A system of expressing problems in logic algebraically worked out by a self-taught English mathematician in the mid-1800s formed the basis for modern computer programming. The discoverer of this system was George Boole (1815-1864), born in Lincoln, England, in 1815. Boole's father was a cobbler with a great interest in mathematics, which he passed on to the boy. At age sixteen, though he had little formal education, Boole began teaching, and at age twenty he opened his own school. He devoted his spare time to studying mathematics and began contributing papers on the subject to the newly established Cambridge Mathematical Journal in 1840. In 1849, though he had never earned a university degree, Boole was appointed professor of mathematics at Queen's College, Cork, Ireland.
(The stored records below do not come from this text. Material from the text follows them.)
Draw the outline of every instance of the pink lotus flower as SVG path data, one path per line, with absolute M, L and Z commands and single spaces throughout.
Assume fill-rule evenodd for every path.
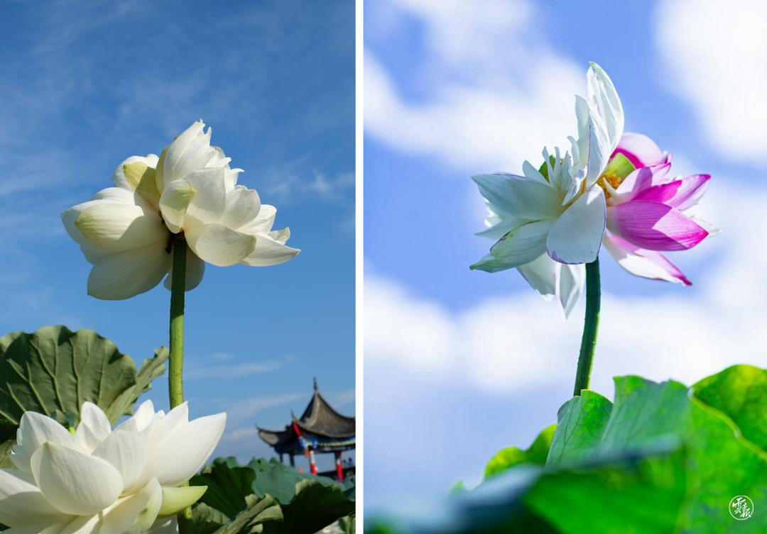
M 621 162 L 624 169 L 636 169 L 621 176 Z M 637 133 L 622 136 L 611 164 L 597 182 L 607 202 L 604 247 L 632 274 L 690 285 L 661 251 L 692 248 L 713 231 L 684 214 L 697 204 L 711 176 L 670 176 L 670 157 Z

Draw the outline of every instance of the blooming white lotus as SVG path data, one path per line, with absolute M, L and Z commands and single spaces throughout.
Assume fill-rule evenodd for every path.
M 623 133 L 624 113 L 612 81 L 598 65 L 587 73 L 588 100 L 576 97 L 578 139 L 572 156 L 529 162 L 523 175 L 472 176 L 489 215 L 479 235 L 499 239 L 472 269 L 496 272 L 516 267 L 542 296 L 556 296 L 568 314 L 581 291 L 582 264 L 594 261 L 605 228 L 605 197 L 595 186 Z
M 167 414 L 146 401 L 111 429 L 86 402 L 74 434 L 28 411 L 0 469 L 0 523 L 15 532 L 145 532 L 169 526 L 205 486 L 182 486 L 221 438 L 225 414 L 189 421 L 186 404 Z
M 205 262 L 275 265 L 300 251 L 285 245 L 290 230 L 272 231 L 276 209 L 238 185 L 242 169 L 210 146 L 210 128 L 198 121 L 158 159 L 131 156 L 112 177 L 114 187 L 61 215 L 69 235 L 93 264 L 88 293 L 127 299 L 166 275 L 170 288 L 173 240 L 189 244 L 186 289 L 202 280 Z M 169 274 L 169 273 L 170 273 Z

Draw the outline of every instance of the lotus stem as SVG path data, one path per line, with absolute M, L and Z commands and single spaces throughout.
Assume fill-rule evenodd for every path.
M 601 288 L 599 281 L 599 258 L 586 264 L 586 316 L 584 319 L 583 336 L 581 338 L 581 354 L 578 359 L 575 372 L 574 395 L 588 389 L 594 364 L 594 352 L 597 349 L 597 334 L 599 332 L 599 309 L 601 303 Z
M 173 237 L 173 269 L 170 286 L 170 363 L 168 391 L 170 408 L 184 401 L 184 293 L 186 290 L 186 241 L 183 234 Z M 182 486 L 188 486 L 185 483 Z M 189 532 L 192 525 L 192 508 L 178 515 L 179 532 Z
M 170 287 L 170 364 L 168 391 L 170 408 L 184 401 L 184 291 L 186 281 L 186 241 L 173 238 L 173 283 Z

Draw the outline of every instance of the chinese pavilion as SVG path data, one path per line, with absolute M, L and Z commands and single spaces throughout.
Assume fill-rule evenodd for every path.
M 303 414 L 296 418 L 292 416 L 292 422 L 286 424 L 285 430 L 273 431 L 256 427 L 258 436 L 269 444 L 285 463 L 283 455 L 290 458 L 290 464 L 295 466 L 295 457 L 302 454 L 309 460 L 309 467 L 313 474 L 318 474 L 315 453 L 333 453 L 335 456 L 335 475 L 339 480 L 344 475 L 354 474 L 353 466 L 344 467 L 341 455 L 344 450 L 354 448 L 355 423 L 354 418 L 341 415 L 320 395 L 314 378 L 314 394 L 309 401 Z M 332 474 L 320 473 L 320 474 Z

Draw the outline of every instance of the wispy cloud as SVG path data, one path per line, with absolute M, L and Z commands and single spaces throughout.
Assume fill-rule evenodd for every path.
M 211 355 L 213 361 L 232 362 L 237 357 L 234 355 L 217 352 Z M 243 362 L 217 365 L 189 365 L 185 378 L 188 380 L 232 380 L 252 375 L 278 371 L 293 361 L 291 355 L 283 356 L 278 360 L 268 362 Z
M 573 93 L 584 90 L 585 67 L 551 51 L 531 2 L 380 4 L 388 11 L 384 28 L 365 28 L 371 34 L 364 67 L 370 136 L 461 169 L 498 171 L 518 169 L 574 133 Z M 423 25 L 426 48 L 401 79 L 375 52 L 377 38 L 390 41 L 398 19 Z
M 324 172 L 314 172 L 306 175 L 288 174 L 266 187 L 267 192 L 276 199 L 288 201 L 354 201 L 350 192 L 354 190 L 354 175 L 343 172 L 328 177 Z
M 663 0 L 655 15 L 667 88 L 690 104 L 719 154 L 763 165 L 767 4 Z
M 236 427 L 239 424 L 251 420 L 255 422 L 255 416 L 262 410 L 275 406 L 282 406 L 306 398 L 306 393 L 287 393 L 268 397 L 249 397 L 239 399 L 226 408 L 227 424 Z M 285 421 L 288 419 L 285 416 Z

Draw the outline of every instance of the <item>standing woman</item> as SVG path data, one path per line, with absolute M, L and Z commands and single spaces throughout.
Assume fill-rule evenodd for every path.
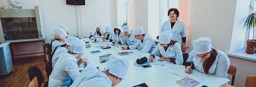
M 122 28 L 116 25 L 114 29 L 114 32 L 115 34 L 113 36 L 113 42 L 112 45 L 115 46 L 116 44 L 121 43 L 121 35 L 124 34 L 124 32 L 122 31 Z
M 185 51 L 187 33 L 184 23 L 177 19 L 179 12 L 176 8 L 171 8 L 168 10 L 167 15 L 170 19 L 163 24 L 160 32 L 169 31 L 172 34 L 172 39 L 177 41 L 181 46 L 182 52 Z
M 113 31 L 111 30 L 110 27 L 106 27 L 105 29 L 105 35 L 103 38 L 103 42 L 112 42 L 113 41 L 112 37 L 115 34 Z
M 171 35 L 168 31 L 161 32 L 159 37 L 159 44 L 153 50 L 152 55 L 148 59 L 149 62 L 153 62 L 155 56 L 159 54 L 159 57 L 161 58 L 158 61 L 167 61 L 179 65 L 183 63 L 180 46 L 177 41 L 171 39 Z
M 91 37 L 97 38 L 98 37 L 98 36 L 101 36 L 102 35 L 102 34 L 103 34 L 100 33 L 100 31 L 99 31 L 99 30 L 103 29 L 103 28 L 102 27 L 99 25 L 97 28 L 96 28 L 96 31 L 94 31 L 94 33 L 89 37 L 89 38 L 90 39 Z
M 68 87 L 71 79 L 73 81 L 76 79 L 80 74 L 79 66 L 82 63 L 87 65 L 88 60 L 81 58 L 85 48 L 84 42 L 77 40 L 71 46 L 70 51 L 60 55 L 49 77 L 49 87 Z M 77 62 L 77 58 L 79 58 Z
M 212 48 L 211 39 L 209 38 L 199 38 L 193 40 L 192 43 L 194 49 L 189 53 L 187 62 L 193 65 L 186 65 L 185 72 L 191 73 L 192 68 L 194 68 L 193 65 L 194 65 L 196 69 L 199 72 L 227 78 L 230 60 L 226 54 Z

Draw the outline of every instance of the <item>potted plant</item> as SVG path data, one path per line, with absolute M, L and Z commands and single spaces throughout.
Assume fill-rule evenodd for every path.
M 254 32 L 255 31 L 255 29 L 256 28 L 256 11 L 255 11 L 254 8 L 250 5 L 249 6 L 249 7 L 252 10 L 253 10 L 252 12 L 246 16 L 242 20 L 242 22 L 244 21 L 243 24 L 244 28 L 245 28 L 246 29 L 249 30 L 249 34 L 250 32 L 253 32 L 252 39 L 249 39 L 249 37 L 247 37 L 246 39 L 246 48 L 251 46 L 253 46 L 254 47 L 256 47 L 256 40 L 254 39 Z M 250 30 L 251 29 L 252 29 L 252 30 Z M 256 53 L 256 51 L 255 52 L 255 53 Z
M 251 46 L 246 48 L 246 52 L 247 54 L 253 54 L 256 50 L 256 48 L 254 46 Z

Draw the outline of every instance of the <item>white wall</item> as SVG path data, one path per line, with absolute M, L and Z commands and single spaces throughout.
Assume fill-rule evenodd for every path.
M 58 27 L 63 25 L 70 30 L 69 36 L 77 34 L 77 27 L 75 6 L 66 4 L 66 0 L 17 0 L 28 9 L 39 6 L 42 10 L 46 31 L 46 41 L 49 42 L 51 35 Z M 100 25 L 114 27 L 117 23 L 116 0 L 86 0 L 81 6 L 81 19 L 83 36 L 89 36 Z M 7 0 L 0 0 L 0 6 L 9 5 Z M 79 30 L 80 32 L 80 30 Z M 79 34 L 80 35 L 80 34 Z
M 236 0 L 193 0 L 189 3 L 188 41 L 207 37 L 214 48 L 228 52 Z M 193 49 L 191 43 L 188 46 L 189 50 Z
M 246 29 L 243 28 L 244 22 L 241 22 L 249 13 L 250 2 L 250 0 L 237 0 L 229 52 L 244 49 Z
M 148 0 L 133 0 L 133 23 L 135 27 L 142 27 L 145 32 L 148 32 Z

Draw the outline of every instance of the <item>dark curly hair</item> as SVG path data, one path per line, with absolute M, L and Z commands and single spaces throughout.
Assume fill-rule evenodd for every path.
M 167 15 L 169 16 L 169 14 L 170 14 L 170 12 L 171 12 L 171 11 L 174 11 L 174 13 L 176 14 L 176 15 L 177 15 L 177 18 L 178 18 L 178 16 L 179 15 L 179 11 L 178 11 L 178 9 L 176 8 L 171 8 L 169 9 L 169 10 L 168 10 L 168 14 L 167 14 Z

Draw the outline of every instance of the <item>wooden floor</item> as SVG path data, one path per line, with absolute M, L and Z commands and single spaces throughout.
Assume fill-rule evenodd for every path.
M 0 87 L 29 87 L 30 80 L 27 70 L 33 66 L 37 66 L 41 70 L 44 81 L 48 81 L 45 71 L 45 58 L 32 58 L 22 59 L 13 62 L 13 69 L 7 75 L 0 76 Z M 42 87 L 44 83 L 42 83 Z

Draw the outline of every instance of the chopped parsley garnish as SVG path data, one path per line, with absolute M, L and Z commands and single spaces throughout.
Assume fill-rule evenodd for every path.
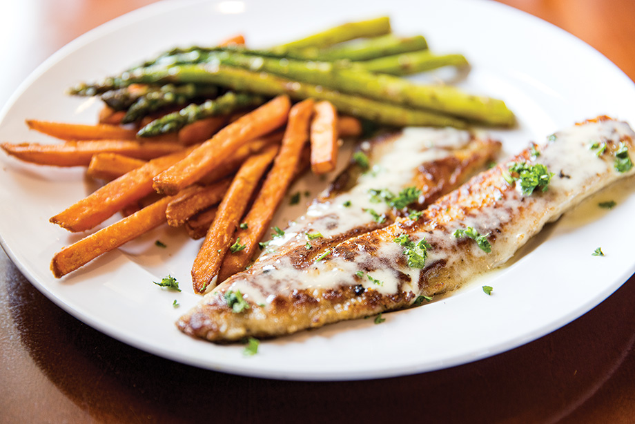
M 161 280 L 161 282 L 157 282 L 156 281 L 153 281 L 153 282 L 162 287 L 167 287 L 170 290 L 181 291 L 181 289 L 179 288 L 179 282 L 172 276 L 165 277 Z
M 554 173 L 549 172 L 542 164 L 528 165 L 526 163 L 515 163 L 509 168 L 509 173 L 503 174 L 503 178 L 509 184 L 518 181 L 522 193 L 530 195 L 535 189 L 541 188 L 547 191 L 549 182 Z
M 408 266 L 411 268 L 421 269 L 425 265 L 426 258 L 428 257 L 428 249 L 431 247 L 422 238 L 418 243 L 415 243 L 410 240 L 407 234 L 402 234 L 395 238 L 393 240 L 400 246 L 404 247 L 404 255 L 408 256 Z
M 383 224 L 384 221 L 386 220 L 385 215 L 380 215 L 373 209 L 362 209 L 364 212 L 368 212 L 371 215 L 373 215 L 373 219 L 375 220 L 375 222 L 378 224 Z
M 322 260 L 322 259 L 324 259 L 324 258 L 326 258 L 327 256 L 329 256 L 330 253 L 331 253 L 331 249 L 327 249 L 324 251 L 324 253 L 323 253 L 322 255 L 320 255 L 320 256 L 318 256 L 318 257 L 315 259 L 315 262 L 320 262 L 320 260 Z
M 364 152 L 355 152 L 353 153 L 353 160 L 358 164 L 358 166 L 362 169 L 366 170 L 370 166 L 368 156 Z
M 598 204 L 598 206 L 605 209 L 612 209 L 616 204 L 617 203 L 614 200 L 609 200 L 608 202 L 600 202 Z
M 476 242 L 476 244 L 478 244 L 484 252 L 487 253 L 491 253 L 491 244 L 490 244 L 489 242 L 487 240 L 487 236 L 489 235 L 489 234 L 481 235 L 478 233 L 478 231 L 471 227 L 468 227 L 465 229 L 454 230 L 454 232 L 452 233 L 452 235 L 456 238 L 460 237 L 469 237 Z
M 378 280 L 377 278 L 373 278 L 373 277 L 371 277 L 371 276 L 369 276 L 369 274 L 366 274 L 366 276 L 368 277 L 368 279 L 369 279 L 369 280 L 370 280 L 371 281 L 373 282 L 373 284 L 376 284 L 376 285 L 378 285 L 378 286 L 383 286 L 383 285 L 384 285 L 384 282 L 383 282 L 383 281 L 380 281 L 380 280 Z
M 615 169 L 618 172 L 627 172 L 633 167 L 633 162 L 628 155 L 628 148 L 624 143 L 620 143 L 620 147 L 615 151 Z
M 275 238 L 276 237 L 282 237 L 284 235 L 284 231 L 280 229 L 277 226 L 273 227 L 274 233 L 271 234 L 272 238 Z
M 239 237 L 236 239 L 236 242 L 229 247 L 229 251 L 233 253 L 235 253 L 236 252 L 240 252 L 240 251 L 244 249 L 244 248 L 246 247 L 246 244 L 240 244 L 240 238 Z
M 291 199 L 289 199 L 289 204 L 297 204 L 300 203 L 300 191 L 291 195 Z
M 235 314 L 240 314 L 249 309 L 249 304 L 242 298 L 240 290 L 230 290 L 225 293 L 225 302 Z
M 260 345 L 260 340 L 257 338 L 254 338 L 253 337 L 250 337 L 247 339 L 247 345 L 245 346 L 245 349 L 242 351 L 244 355 L 247 356 L 252 356 L 258 353 L 258 347 Z
M 426 302 L 431 302 L 432 296 L 427 296 L 422 294 L 421 296 L 417 296 L 417 298 L 415 299 L 415 301 L 412 302 L 412 306 L 420 306 L 422 303 L 423 303 L 424 300 Z

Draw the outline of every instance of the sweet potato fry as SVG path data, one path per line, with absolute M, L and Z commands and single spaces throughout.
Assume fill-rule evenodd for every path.
M 256 251 L 258 242 L 268 229 L 276 209 L 296 175 L 303 148 L 309 139 L 313 110 L 311 99 L 304 100 L 291 108 L 280 151 L 251 209 L 243 220 L 247 228 L 237 231 L 232 242 L 236 242 L 240 237 L 240 242 L 244 244 L 245 248 L 225 256 L 218 274 L 219 282 L 245 269 Z
M 120 221 L 101 229 L 65 247 L 53 256 L 50 269 L 56 278 L 77 269 L 97 256 L 117 249 L 126 242 L 166 222 L 170 197 L 162 198 Z
M 97 140 L 60 144 L 2 143 L 9 155 L 25 162 L 54 166 L 88 166 L 93 155 L 120 153 L 137 159 L 153 159 L 183 149 L 178 143 L 144 142 L 128 140 Z
M 290 107 L 289 97 L 278 96 L 228 125 L 187 157 L 157 175 L 155 189 L 159 193 L 175 194 L 195 183 L 249 140 L 284 124 Z
M 193 240 L 203 238 L 214 221 L 218 208 L 213 206 L 199 212 L 185 222 L 185 230 Z
M 185 157 L 193 148 L 150 160 L 98 189 L 50 218 L 50 222 L 73 232 L 93 228 L 126 205 L 153 193 L 153 177 Z
M 27 119 L 26 124 L 30 129 L 66 141 L 134 140 L 137 139 L 137 132 L 135 130 L 108 124 L 86 125 L 83 124 L 67 124 L 64 122 Z
M 354 116 L 338 117 L 338 133 L 340 137 L 359 137 L 362 135 L 362 122 Z
M 97 153 L 93 155 L 86 169 L 86 175 L 95 180 L 111 180 L 143 166 L 142 159 L 135 159 L 119 153 Z
M 191 190 L 182 190 L 168 205 L 168 225 L 179 227 L 194 214 L 217 204 L 223 200 L 230 184 L 231 179 L 226 178 L 209 186 L 194 185 L 190 186 Z
M 189 145 L 204 142 L 222 128 L 226 122 L 226 117 L 213 116 L 188 124 L 179 130 L 179 142 Z
M 228 249 L 234 255 L 242 249 L 240 240 L 231 245 L 232 235 L 240 223 L 251 193 L 273 160 L 277 150 L 277 146 L 269 146 L 260 153 L 251 156 L 245 161 L 232 180 L 227 194 L 218 206 L 218 211 L 207 232 L 205 241 L 194 260 L 192 282 L 195 293 L 204 293 L 209 287 L 218 273 Z
M 330 102 L 318 102 L 311 123 L 311 169 L 325 174 L 338 164 L 338 111 Z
He held this post until his death in 1864, a result of his devotion to teaching: he insisted on lecturing in wet clothes after a two-mile walk through a cold November rain and then succumbed to pneumonia.

Boole began his investigations into the connection between mathematics—specifically, algebra--and logic in the 1840s. He published his findings in an 1847 pamphlet, The Mathematical Analysis of Logic, and his great work of 1854, An Investigation of the Laws of Thought, on Which Are Founded the Mathematical Theories of Logic and Probabilities. In these books, which established what is now called symbolic logic, Boole explained what Gottfried Leibniz had tried to work out much earlier: how to convert logic into mathematic symbols. He set out logical axioms for logic and chose symbols and operations similar to algebraic notation to express the logical forms and perform the operations. The basic operations in Boolean algebra are AND, OR, and NOT; objects either do or do not share particular properties. Boole had worked out a way to reduce human reasoning to a series of yes-or-no choices.

Boolean algebra attracted little attention until the twentieth century. In his 1938 master's thesis for MIT, Claude Shannon (b. 1916) showed how to apply the binary nature of Boolean algebra, or symbolic logic, to relay circuits, which are either open or closed. Computer scientists were soon able to use Boolean algebra to work out programs of logical commands communicated to the computer through binary (on or off) circuit operations.